NCPA’s Fly-In: What You Need to Know:  Make your voice heard by attending the NCPA Congressional Pharmacy Fly-In April 26-27 and meet with your elected officials.  Attached please find pertinent information regarding the fly-in.

In the States: 

  • WA and Washington D.C.:  Last week NCPA, NACDS and the Washington State Pharmacy Association (WSPA) filed suit against Washington State because the state Medicaid program is reimbursing pharmacies below the actual cost of dispensing prescriptions to Medicaid patients. The Washington State Health Care Authority changed the basis by which the agency reimburses pharmacies’ for the cost of acquiring pharmaceuticals, which reduced reimbursement to pharmacies for medications dispensed to Medicaid patients. However, the agency violated the law when it failed to increase Medicaid dispensing fees to cover the cost of dispensing.  Dispensing fees must over the costs that pharmacies incur when they safely fill prescriptions, such as costs associated with pharmacists’ professional services. Medicaid dispensing fees in Washington State cover less than half the cost of dispensing. We are encouraged by recent progress on Medicaid reimbursement issues following the filing of the lawsuit, namely that the Washington, D.C. Medicaid program recently changed course on a virtually identical issue.  As in Washington State, the D.C. Medicaid program originally announced that it would change the basis for reimbursing pharmacies for the cost of acquiring pharmaceuticals but would not immediately increase its dispensing fee.  In a significant reversal, however, earlier this week the D.C. Medicaid agency decided to increase its dispensing fee from $4.50 to the $11.15.  The agency applied the increase retroactively to April 1st.
  • Georgia: S.B. 103 has passed both the House and Senate and now awaits the Governor’s signature. S.B. 103 covers many issues including providing the Insurance Commissioner with more oversight over PBMs. The bill also includes AMMO language and attempts to prohibit DIR fees. H.B. 206 was introduced and would ensure fair and uniform pharmacy audits conducted by the Department of Community Health.
  • Louisiana: H.B. 428 was introduced and it prohibits a PBM from taking adverse action against a healthcare provider for: 1) discussing any healthcare issues/costs with patient/public 2) disclosing a practice by the PBM that is in violation of state law 3) Providing information or testifying before any public body conducting an investigation, hearing, or inquiry into any violation of law 4) Objecting or refusing to participate in a practice that is in violation of law or causes the provider financial loss.
  • Montana: H.B. 276 was signed into law by Governor Bullock. This new law provides transparency into how Montana pharmacies are reimbursed by PBMs, and provides pharmacists with the option to “opt out” if they are reimbursed less than acquisition cost. Congratulations to the Montana Pharmacy Association and other pharmacy stakeholders.
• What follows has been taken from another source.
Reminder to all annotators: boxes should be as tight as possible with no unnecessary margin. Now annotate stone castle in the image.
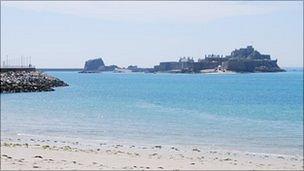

  • North Carolina: S.B. 384 was introduced and includes language that attempts to prohibit retroactive fees. The bill would also allow a pharmacist to provide information about a patient’s medication cost and if there are lower-priced alternatives available.
  • North Dakota: Governor Burgum signed S.B. 2301 and S.B. 2258 into law. Both laws attempt to address a range of issues including requiring the PBMs to disclose “spread pricing” to the plan sponsor, DIR language, claw back language, and AMMO language. NCPA congratulates the North Dakota Pharmacists Association and other pharmacy stakeholders in the state on their hard work and success.
  • Pennsylvania: NCPA participated on a call with the Pennsylvania Department of Health and Human Services and other pharmacy stakeholders to discuss their proposed reimbursement benchmark along with the results of their Mercer conducted COD study. Currently, the department is proposing AAC plus a $7.00 dispensing fee.